1. 1.
    +1
    Dünyayı seyrederken insanoğlunun basit çıkarlar için işledikleri günahları ve en sevdiğini sürekli üzdükleri için insanlara git gide daha da çok öfkeleniyordu. Lanetlendiğine iyice inanan Orial’ın diğer melekler gibi bir uğraşısı yoktu Tanrı onu tüm görevlerinden alıp bütün cennetin nimetlerini ona armağan etmişti. Huriler, şaraptan akan şelaleler … Bu hediyeler Orial nefret dolu düşüncelerinden bir an olsun uzaklaştıramıyordu. Nefretinden arınmayı arzuladığı bir anda cennetin en güzel altın saçlı zümrüt gözlü hurisi saçlarını tararken “ en güzel insan cennette ki tek insan” diye övgüler yağdırmaya başladı fakat Orial’in buna güceneceği hiç aklına gelmezdi, hiddetli bir şekilde huriyi kovan Orial hıçkırıklara boğuldu ve yalvarırcasına dua etmeye başladı. “ en sevdiğim yalvarırım lanetimi kaldırın, yalvarırım bu ceza bana çok ağır” Orial yaşadığı duygu karmaşasının içinde mantığını iyice kaybetti, safir gibi masmavi gözlerinden akan ışıldayan yaşlar onu aciz bir çocuk gibi gösteriyordu.

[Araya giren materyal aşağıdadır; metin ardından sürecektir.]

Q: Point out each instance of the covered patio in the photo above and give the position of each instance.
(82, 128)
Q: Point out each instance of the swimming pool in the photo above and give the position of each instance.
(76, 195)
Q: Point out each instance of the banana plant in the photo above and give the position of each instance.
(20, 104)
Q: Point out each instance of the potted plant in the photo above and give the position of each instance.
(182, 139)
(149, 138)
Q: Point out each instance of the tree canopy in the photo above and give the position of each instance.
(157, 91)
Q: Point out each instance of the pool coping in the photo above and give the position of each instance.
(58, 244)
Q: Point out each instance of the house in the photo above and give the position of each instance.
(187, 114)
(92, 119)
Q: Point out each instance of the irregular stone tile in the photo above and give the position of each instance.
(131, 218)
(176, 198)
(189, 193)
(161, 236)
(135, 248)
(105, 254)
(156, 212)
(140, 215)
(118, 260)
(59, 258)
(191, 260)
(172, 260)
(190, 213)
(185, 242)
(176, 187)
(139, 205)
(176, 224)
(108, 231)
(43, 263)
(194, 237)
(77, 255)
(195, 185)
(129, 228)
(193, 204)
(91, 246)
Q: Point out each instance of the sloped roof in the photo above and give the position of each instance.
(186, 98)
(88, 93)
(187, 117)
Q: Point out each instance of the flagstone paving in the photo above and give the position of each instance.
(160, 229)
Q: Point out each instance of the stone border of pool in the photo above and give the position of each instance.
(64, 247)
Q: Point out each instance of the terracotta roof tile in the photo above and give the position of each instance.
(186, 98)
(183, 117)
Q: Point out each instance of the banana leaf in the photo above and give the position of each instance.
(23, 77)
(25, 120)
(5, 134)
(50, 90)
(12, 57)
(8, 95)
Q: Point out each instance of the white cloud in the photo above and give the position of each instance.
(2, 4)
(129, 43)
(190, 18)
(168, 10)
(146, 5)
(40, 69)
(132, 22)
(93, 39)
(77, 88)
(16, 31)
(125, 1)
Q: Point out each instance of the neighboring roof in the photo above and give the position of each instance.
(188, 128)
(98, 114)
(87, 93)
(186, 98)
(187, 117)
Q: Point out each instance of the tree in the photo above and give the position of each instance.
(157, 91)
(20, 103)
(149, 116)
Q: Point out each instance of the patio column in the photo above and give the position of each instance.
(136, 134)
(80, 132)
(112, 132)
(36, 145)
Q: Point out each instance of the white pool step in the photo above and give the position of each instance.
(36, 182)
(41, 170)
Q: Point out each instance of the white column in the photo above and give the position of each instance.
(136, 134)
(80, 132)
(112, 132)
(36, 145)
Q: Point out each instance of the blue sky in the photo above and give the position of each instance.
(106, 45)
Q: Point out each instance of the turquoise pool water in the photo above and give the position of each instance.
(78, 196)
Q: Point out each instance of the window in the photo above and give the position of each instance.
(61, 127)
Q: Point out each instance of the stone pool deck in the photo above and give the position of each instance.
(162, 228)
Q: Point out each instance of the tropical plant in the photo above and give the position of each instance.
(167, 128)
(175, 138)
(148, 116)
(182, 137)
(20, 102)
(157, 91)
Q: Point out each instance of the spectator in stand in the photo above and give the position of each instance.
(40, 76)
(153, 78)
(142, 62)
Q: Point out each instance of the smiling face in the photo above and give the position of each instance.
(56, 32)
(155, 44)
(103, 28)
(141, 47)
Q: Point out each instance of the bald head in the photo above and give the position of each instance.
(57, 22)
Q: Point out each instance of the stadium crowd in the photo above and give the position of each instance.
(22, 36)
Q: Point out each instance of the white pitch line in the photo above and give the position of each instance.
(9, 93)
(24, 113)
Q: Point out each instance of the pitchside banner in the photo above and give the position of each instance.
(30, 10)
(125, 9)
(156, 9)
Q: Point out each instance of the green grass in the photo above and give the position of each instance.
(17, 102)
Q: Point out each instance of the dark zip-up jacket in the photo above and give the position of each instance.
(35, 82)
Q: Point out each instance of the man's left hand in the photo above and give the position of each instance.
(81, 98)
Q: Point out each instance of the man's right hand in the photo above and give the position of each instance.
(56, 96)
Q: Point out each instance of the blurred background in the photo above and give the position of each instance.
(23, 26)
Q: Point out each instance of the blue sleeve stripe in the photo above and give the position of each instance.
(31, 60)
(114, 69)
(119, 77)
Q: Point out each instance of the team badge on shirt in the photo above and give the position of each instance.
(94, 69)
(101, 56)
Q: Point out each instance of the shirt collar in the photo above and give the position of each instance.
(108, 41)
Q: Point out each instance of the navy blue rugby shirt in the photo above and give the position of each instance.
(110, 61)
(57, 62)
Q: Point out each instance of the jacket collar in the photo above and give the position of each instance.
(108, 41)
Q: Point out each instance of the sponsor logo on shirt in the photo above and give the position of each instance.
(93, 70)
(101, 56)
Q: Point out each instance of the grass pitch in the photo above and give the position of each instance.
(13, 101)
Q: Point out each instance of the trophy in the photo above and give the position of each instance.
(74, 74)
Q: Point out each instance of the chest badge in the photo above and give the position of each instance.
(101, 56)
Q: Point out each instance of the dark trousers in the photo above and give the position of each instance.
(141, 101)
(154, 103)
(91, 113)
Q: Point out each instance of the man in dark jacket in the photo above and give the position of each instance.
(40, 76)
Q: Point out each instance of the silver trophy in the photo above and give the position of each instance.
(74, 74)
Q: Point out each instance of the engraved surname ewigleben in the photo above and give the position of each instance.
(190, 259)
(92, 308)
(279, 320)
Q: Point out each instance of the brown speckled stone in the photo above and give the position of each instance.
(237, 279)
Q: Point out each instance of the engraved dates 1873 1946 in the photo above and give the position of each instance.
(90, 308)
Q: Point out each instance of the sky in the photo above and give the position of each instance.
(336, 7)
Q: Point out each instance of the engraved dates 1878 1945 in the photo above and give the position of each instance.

Dualarına hiç yanıt gelmeyince lanetlendiğine iyice emin olan Orial tanrının ona ilk armağanı olan deniz mavi mızrağını da alarak sarayından ayrılıp Tanrının huzurun gitti. Tüm melekler şaşkınlık içerisinde en çok sevilenin sözlerini dinleceklerdi.
    ” Ben cenneti hak etmiyorum, ben bir insanım ve tüm insanlar gibi zayıf ve çaresizim melekliği mi tamamen alın ve atın beni dünyaya arada en sevdiğime laik miyim yine siz en sevdiğim karar verin.”